Sweeney combined the soothing charm of a confidence man with the hardness of an assassin. Since he'd experienced at first hand the staggering ineptitude of the military mind, he knew how to exploit it ruthlessly, how to gain access to military bases and installations; how to impersonate an officer with such authority that no guard or military policeman ever questioned his presence. He was the best at his craft.

It was Sweeney who had identified the Duty Officer responsible for the transportation of missiles at the site in Norfolk; and even if it was Ruhr who had seduced the man into treachery, nevertheless it had been Sweeney who'd first uncovered the essential information: name and rank and serial number; date of birth; marital status; specific duties; known weaknesses.

Known weaknesses
, Ruhr thought. He'd never yet found a man without a faultline to be widened; he'd never encountered a man who didn't have a purchase price of some kind. With some it was very simple – a need for money, for drugs, certain kinds of sex. With others it was more complicated – the moment of shame recaptured, the dark skeleton in the unopened closet. The Duty Officer at the site belonged in the latter category.

A thirty-five-year-old man from Nashville, the Duty Officer had a wife and child living in Tennessee. At the same time, he was deeply involved with a woman who lived in Norwich, a mistress with definite ambitions of her own. It was a situation Ruhr considered pathetic; loneliness had driven the Duty Officer into the grasp of a woman whose connivance overwhelmed the man's naïvety. He was basically a nice, easy-going fellow with the kind of dull good looks essential to the success of any garden party. What the mistress wanted was marriage and an escape route out of the damp miseries of Norwich. She was about to write a letter to the wife in Tennessee. If the man wasn't willing to talk divorce, then, by God, she'd force his hand!

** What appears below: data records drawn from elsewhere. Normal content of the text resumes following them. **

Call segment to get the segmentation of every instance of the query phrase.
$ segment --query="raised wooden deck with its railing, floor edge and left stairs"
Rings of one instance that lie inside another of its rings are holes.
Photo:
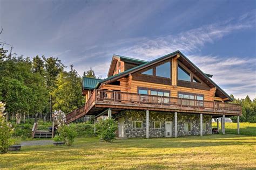
[[[96,89],[92,92],[85,107],[81,107],[66,115],[67,123],[75,121],[75,119],[84,115],[98,115],[106,108],[112,108],[117,111],[138,109],[241,116],[240,104]]]

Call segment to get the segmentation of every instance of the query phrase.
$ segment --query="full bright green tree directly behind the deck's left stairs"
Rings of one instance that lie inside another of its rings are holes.
[[[55,98],[53,109],[63,110],[65,114],[81,107],[84,98],[81,95],[82,79],[71,65],[70,72],[62,72],[57,79],[57,88],[51,93]]]

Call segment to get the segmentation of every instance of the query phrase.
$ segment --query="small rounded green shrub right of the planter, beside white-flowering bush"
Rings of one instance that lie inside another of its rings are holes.
[[[60,138],[64,140],[66,145],[72,145],[77,136],[76,130],[68,125],[60,126],[60,128],[58,129],[58,133],[60,135]]]

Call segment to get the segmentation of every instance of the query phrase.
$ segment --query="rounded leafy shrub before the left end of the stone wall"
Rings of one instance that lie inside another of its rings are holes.
[[[105,119],[96,123],[97,133],[99,133],[100,139],[110,142],[116,137],[118,125],[114,119]]]

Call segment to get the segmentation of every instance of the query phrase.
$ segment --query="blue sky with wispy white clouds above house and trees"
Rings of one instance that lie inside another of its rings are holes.
[[[176,50],[228,94],[256,97],[256,1],[0,0],[1,41],[106,77],[113,54]],[[9,46],[5,46],[10,48]]]

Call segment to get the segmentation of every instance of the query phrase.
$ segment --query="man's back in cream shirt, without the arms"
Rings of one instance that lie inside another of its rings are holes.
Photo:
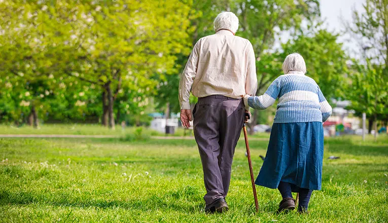
[[[200,39],[197,44],[198,66],[193,95],[239,98],[244,94],[251,43],[228,30],[220,30]]]

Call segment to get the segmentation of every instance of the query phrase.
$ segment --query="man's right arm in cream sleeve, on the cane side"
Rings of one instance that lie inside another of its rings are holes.
[[[246,69],[245,79],[245,94],[255,96],[257,91],[257,76],[256,76],[256,57],[253,51],[252,44],[248,46],[248,67]],[[249,110],[249,105],[244,104],[245,110]]]

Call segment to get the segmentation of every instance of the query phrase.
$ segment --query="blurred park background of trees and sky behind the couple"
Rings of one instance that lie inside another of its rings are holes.
[[[257,95],[299,52],[333,107],[326,136],[361,135],[363,114],[366,133],[386,134],[385,0],[0,0],[0,134],[191,135],[180,75],[222,11],[253,44]],[[270,132],[275,110],[253,110],[249,132]]]

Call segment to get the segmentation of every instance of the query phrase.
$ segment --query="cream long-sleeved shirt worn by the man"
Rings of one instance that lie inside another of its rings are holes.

Lurid lives, Ruhr had thought. Especially in the quiet suburbs of boring cities, lurid lives. He felt as if he hovered above this human swamp like a minor god, indifferent. And so, after observing his victim for several days, he'd swooped down from his lofty place into the young man's life, both as saviour and deceiver. He found the pub where the officer sometimes drank, engineered an introduction. He posed as a Swiss photographer who'd unfortunately lost his fingers shooting film in Vietnam. It struck a sympathetic chord in the Duty Officer, who'd served in Vietnam too, towards the bitter end – a fact Ruhr already knew, of course, courtesy of Joseph Sweeney.

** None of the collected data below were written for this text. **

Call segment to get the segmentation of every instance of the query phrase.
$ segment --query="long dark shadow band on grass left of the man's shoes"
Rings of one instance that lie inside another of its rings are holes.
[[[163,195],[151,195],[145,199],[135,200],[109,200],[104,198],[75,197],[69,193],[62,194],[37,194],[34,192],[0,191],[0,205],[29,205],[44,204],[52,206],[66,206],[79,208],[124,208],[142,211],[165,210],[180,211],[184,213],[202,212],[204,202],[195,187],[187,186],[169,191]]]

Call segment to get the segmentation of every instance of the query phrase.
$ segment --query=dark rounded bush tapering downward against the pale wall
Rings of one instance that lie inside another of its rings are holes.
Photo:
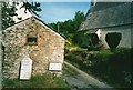
[[[116,49],[116,47],[120,43],[121,38],[122,38],[122,34],[117,32],[106,34],[105,41],[108,42],[111,51],[114,51]]]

A quiet companionship grew; it was nothing substantial. A few beers now and again, under circumstances that appeared to be sheer chance. Once or twice they ran into each other in Cambridge as well as Norwich. It's a small world, Ruhr would say, and smile his most appealing smile, the one in which his lips didn't disappear. Gradually the facts of the Duty Officer's life emerged. He was bogged down, the woman in Norwich was goddam demanding, why had he ever let himself in for this godalmighty mess in the first place? Ah, Sweet Jesus! He loved his wife and kid, he didn't want to hurt them or lose them. But his wife, Louanne, couldn't come to England because she had a sick mother in Knoxville. It was complicated, and getting more out of hand every day. Once the Duty Officer had actually said,
I wish I was dead
.

That, Ruhr suggested, was the wrong solution; the wrong party would be eliminated in that event.

Ruhr had thought up something much better.

If there was to be a candidate for a coffin, the choice was obvious: the mistress – who else?

But how? How could that kind of thing happen? the Duty Officer had asked.

Ruhr was sly then, almost coy in his cunning. He offered a few suggestions, crumbs, nothing more. What it came down to was this simple: the woman in Norwich had to be … disposed of. The Duty Officer shuddered at the notion. He'd entertained it, of course. Who wouldn't? But in the end he knew he couldn't commit murder – other than in his heart, he'd added, as if to reassure Ruhr of his masculinity.